5 Ways to Create New Things to Talk About With Your Partner
What to Say When You’ve Run Out of Things to Say
Together 24/7 (or for many years) and feel like you've said it all? Here are five ways to reboot the communication and create new and meaningful conversations between you and your partner.
What do you say to your partner when you’ve run out of things to say? Perhaps you are both working from home now, and you have the chance to check in with each other throughout the day. By dinnertime, you have run out of things to say to each other. There might not be much left to report, except to note something trivial like: “The strawberries are getting moldy.”
Or perhaps you used to go out several times a week to concerts or dinner with friends, happily conversing and catching up. But now, it’s just the two of you most of the time, and here you are. Crickets.
Comedian and author David Sedaris disclosed his frustrations in trying to maintain striking conversations with his long-term partner in his essay “Old Faithful”: “We would just sit there acting like what we are: two people so familiar with one another that they could scream.”
If this description portrays your relationship, you can bypass screaming and, instead, shift your couples state to something more rewarding.
There doesn’t have to be a span of emptiness between you. Here are five ways to reboot partner talk and reconnect in fresh, rewarding ways.
New Topics: There’s an App for That
If you tend to recycle through the same topics, you can rediscover your partner by reengaging via new topics.
Couples can benefit from John Gottman’s Card Deck free app, chock-full of topics to explore, including Open Ended Questions, Date Questions, and Sex Questions. Sample questions include: What are some of your life dreams now? What is something small that really makes your day? What would be a good way for us to initiate sex?
Explore New Ways to Communicate
Not tech-y? Conversation cubes, which can be purchased online, can also get you to talk about experiences and shared perspectives.

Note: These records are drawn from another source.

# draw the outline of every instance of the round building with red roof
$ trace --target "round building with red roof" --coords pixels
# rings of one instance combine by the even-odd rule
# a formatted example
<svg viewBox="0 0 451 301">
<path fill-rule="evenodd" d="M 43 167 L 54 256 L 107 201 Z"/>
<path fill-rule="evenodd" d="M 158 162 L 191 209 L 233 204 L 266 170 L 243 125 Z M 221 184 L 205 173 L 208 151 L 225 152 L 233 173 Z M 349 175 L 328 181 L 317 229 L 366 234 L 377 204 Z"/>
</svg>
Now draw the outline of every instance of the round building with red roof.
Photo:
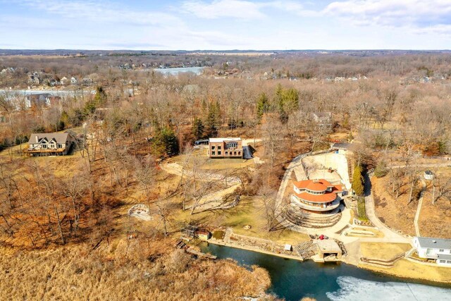
<svg viewBox="0 0 451 301">
<path fill-rule="evenodd" d="M 326 212 L 340 206 L 343 189 L 329 181 L 304 180 L 293 183 L 292 203 L 310 211 Z"/>
</svg>

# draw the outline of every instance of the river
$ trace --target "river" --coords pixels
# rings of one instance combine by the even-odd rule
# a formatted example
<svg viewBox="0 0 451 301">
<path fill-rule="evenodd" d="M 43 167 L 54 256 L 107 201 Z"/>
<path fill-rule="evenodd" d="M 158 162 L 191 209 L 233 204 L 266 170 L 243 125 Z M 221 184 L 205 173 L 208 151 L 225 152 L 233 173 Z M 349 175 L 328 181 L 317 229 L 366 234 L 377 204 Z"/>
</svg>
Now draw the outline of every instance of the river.
<svg viewBox="0 0 451 301">
<path fill-rule="evenodd" d="M 271 279 L 269 292 L 287 301 L 304 297 L 318 301 L 451 300 L 451 285 L 407 282 L 350 264 L 299 262 L 206 243 L 202 245 L 202 250 L 218 259 L 233 259 L 245 266 L 257 264 L 266 269 Z"/>
<path fill-rule="evenodd" d="M 165 75 L 177 75 L 179 73 L 192 72 L 197 75 L 200 75 L 204 72 L 204 67 L 185 67 L 185 68 L 163 68 L 154 69 L 156 72 Z"/>
</svg>

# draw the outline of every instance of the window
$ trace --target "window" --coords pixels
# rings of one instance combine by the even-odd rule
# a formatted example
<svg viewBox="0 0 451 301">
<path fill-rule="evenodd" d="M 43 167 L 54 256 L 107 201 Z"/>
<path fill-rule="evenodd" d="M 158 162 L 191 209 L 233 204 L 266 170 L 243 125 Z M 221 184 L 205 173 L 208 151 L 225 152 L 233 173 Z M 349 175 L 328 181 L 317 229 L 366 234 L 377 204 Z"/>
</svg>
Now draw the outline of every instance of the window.
<svg viewBox="0 0 451 301">
<path fill-rule="evenodd" d="M 235 147 L 238 147 L 237 142 L 227 142 L 228 149 L 235 148 Z"/>
</svg>

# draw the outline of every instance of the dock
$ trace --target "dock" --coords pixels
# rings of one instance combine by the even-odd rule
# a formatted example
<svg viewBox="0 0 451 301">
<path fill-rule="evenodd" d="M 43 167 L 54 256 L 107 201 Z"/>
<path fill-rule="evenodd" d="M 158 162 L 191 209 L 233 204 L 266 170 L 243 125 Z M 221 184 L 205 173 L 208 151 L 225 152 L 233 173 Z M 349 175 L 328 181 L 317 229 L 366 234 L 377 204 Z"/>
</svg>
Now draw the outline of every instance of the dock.
<svg viewBox="0 0 451 301">
<path fill-rule="evenodd" d="M 187 253 L 192 254 L 193 255 L 196 255 L 199 257 L 204 257 L 209 259 L 216 259 L 217 258 L 217 257 L 215 255 L 212 255 L 208 253 L 202 253 L 202 252 L 196 251 L 195 250 L 192 248 L 188 248 L 185 251 Z"/>
</svg>

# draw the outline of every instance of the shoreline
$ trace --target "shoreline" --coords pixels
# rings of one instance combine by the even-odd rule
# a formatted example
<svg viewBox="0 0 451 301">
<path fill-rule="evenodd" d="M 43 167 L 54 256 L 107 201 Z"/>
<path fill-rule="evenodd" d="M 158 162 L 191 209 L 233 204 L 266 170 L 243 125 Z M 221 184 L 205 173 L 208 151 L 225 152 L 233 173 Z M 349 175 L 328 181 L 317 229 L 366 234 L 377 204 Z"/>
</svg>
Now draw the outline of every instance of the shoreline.
<svg viewBox="0 0 451 301">
<path fill-rule="evenodd" d="M 297 260 L 299 262 L 304 262 L 305 260 L 312 260 L 312 259 L 304 259 L 299 257 L 297 257 L 297 256 L 292 256 L 292 255 L 287 255 L 285 254 L 280 254 L 280 253 L 275 253 L 273 252 L 270 252 L 270 251 L 265 251 L 261 249 L 258 249 L 258 248 L 255 248 L 255 247 L 249 247 L 249 246 L 242 246 L 242 245 L 237 245 L 235 244 L 233 244 L 233 243 L 228 243 L 228 242 L 225 242 L 223 241 L 220 241 L 216 239 L 210 239 L 206 241 L 206 242 L 207 243 L 211 243 L 212 245 L 221 245 L 223 247 L 233 247 L 235 249 L 240 249 L 240 250 L 245 250 L 246 251 L 250 251 L 250 252 L 255 252 L 257 253 L 261 253 L 261 254 L 265 254 L 267 255 L 271 255 L 271 256 L 276 256 L 278 257 L 281 257 L 281 258 L 285 258 L 287 259 L 294 259 L 294 260 Z M 402 260 L 402 259 L 401 259 Z M 312 260 L 314 262 L 314 261 Z M 441 284 L 441 285 L 445 285 L 446 287 L 450 287 L 451 288 L 451 279 L 450 281 L 438 281 L 438 280 L 433 280 L 431 278 L 416 278 L 416 277 L 409 277 L 409 276 L 404 276 L 404 275 L 400 275 L 399 274 L 397 274 L 395 272 L 392 272 L 392 271 L 388 271 L 388 269 L 383 269 L 381 268 L 378 268 L 376 266 L 369 266 L 369 265 L 365 265 L 365 264 L 352 264 L 347 260 L 337 260 L 336 262 L 342 262 L 345 263 L 346 264 L 350 264 L 350 265 L 352 265 L 354 266 L 356 266 L 359 269 L 365 269 L 367 271 L 371 271 L 373 272 L 376 272 L 376 273 L 379 273 L 379 274 L 385 274 L 385 275 L 389 275 L 391 276 L 395 276 L 397 278 L 400 278 L 401 279 L 409 279 L 409 280 L 413 280 L 413 281 L 425 281 L 425 282 L 429 282 L 431 283 L 437 283 L 437 284 Z M 451 269 L 450 269 L 450 271 L 451 272 Z"/>
<path fill-rule="evenodd" d="M 256 252 L 257 253 L 266 254 L 267 255 L 276 256 L 276 257 L 282 257 L 282 258 L 285 258 L 285 259 L 294 259 L 294 260 L 297 260 L 299 262 L 304 262 L 304 259 L 300 257 L 299 257 L 299 256 L 292 256 L 292 255 L 288 255 L 286 254 L 275 253 L 273 252 L 265 251 L 264 250 L 258 249 L 258 248 L 256 248 L 256 247 L 249 247 L 249 246 L 238 245 L 235 245 L 235 244 L 233 244 L 233 243 L 225 242 L 223 241 L 221 241 L 221 240 L 211 240 L 211 239 L 210 239 L 210 240 L 206 240 L 206 242 L 211 243 L 212 245 L 221 245 L 221 246 L 223 246 L 223 247 L 233 247 L 233 248 L 235 248 L 235 249 L 245 250 L 246 251 Z"/>
<path fill-rule="evenodd" d="M 415 277 L 409 277 L 407 276 L 403 276 L 403 275 L 400 275 L 399 274 L 396 274 L 396 273 L 393 273 L 391 271 L 388 271 L 386 270 L 384 270 L 383 269 L 381 268 L 377 268 L 376 266 L 372 266 L 370 265 L 365 265 L 365 264 L 357 264 L 357 265 L 354 265 L 352 264 L 352 264 L 354 266 L 358 267 L 359 269 L 365 269 L 367 271 L 371 271 L 373 272 L 377 272 L 377 273 L 380 273 L 380 274 L 386 274 L 386 275 L 390 275 L 390 276 L 393 276 L 395 277 L 397 277 L 402 279 L 409 279 L 409 280 L 414 280 L 414 281 L 425 281 L 425 282 L 429 282 L 431 283 L 439 283 L 439 284 L 443 284 L 445 285 L 447 288 L 451 288 L 451 280 L 450 280 L 449 281 L 438 281 L 438 280 L 433 280 L 431 278 L 415 278 Z M 451 272 L 451 270 L 450 271 Z"/>
</svg>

Or you and your partner can ignite conversation by reading and then discussing the same book; listening to each other’s favorite music together; or starting a weekly film discussion group that includes your closest friends. Joint projects such as these will bring you both together and break down silences.
Learn Something New
You can also create stimulating conversation with your partner by becoming a more interesting person. For example, commit to learning something new every day by listening to a podcast or audiobook, viewing YouTube, or reading opinion columns that challenge your perspective.
Or dive into your family history and learn more about your ancestors, which may intrigue your partner and be a great source of knowledge for your children to boot.
Just because you are adults doesn’t mean you’ve outgrown play. During stressful times especially, play can be a healthy way to blow off steam.
A treasure trove of activities lay waiting in which you and your partner can engage to get you chatting from a more enjoyable space. Think board or trivia games, puzzles, Legos, or even sitting down with Mad Libs as fun ways to connect.
During summer, set up an inflatable swimming pool to cool off, challenge your partner to a game of pickleball or some geocaching to lighten the mood. Or invite new ways to relate and feel pleasure in each other’s company by tuning into nature through stargazing, listening to and identifying birds, or admiring flowers and trees in bloom.
Be Still Together
Recognize that silence can be golden. When you spend a lot of time together, accept that it’s normal to occasionally run out of topics for conversation. One or both of you may be using most of whatever energy you have just moving through the day, not stirring up additional difficulties with which to contend.
But that quiet between you can actually be comforting. Companionship is one of the most often cited reasons individuals enter a committed relationship—and it is the relationship perk most often missed by people who uncouple.
Companionship is the enjoyment of being with another person and feeling comfortable with them. Words are not constantly required. Couples can create intimacy through touch, or by sitting next to one another with feet, head or legs in their partner’s lap. This level of physical closeness may invite a massage, or an eye gaze between you that suggests “I’ve got you,” or “We’re in this together.”
There are many approaches couples can take to keep their communications fresh and stimulating. Keep in mind that conversation is not a prerequisite for intimacy. On those quiet days when there are fewer words expressed, have faith that your presence can be enough.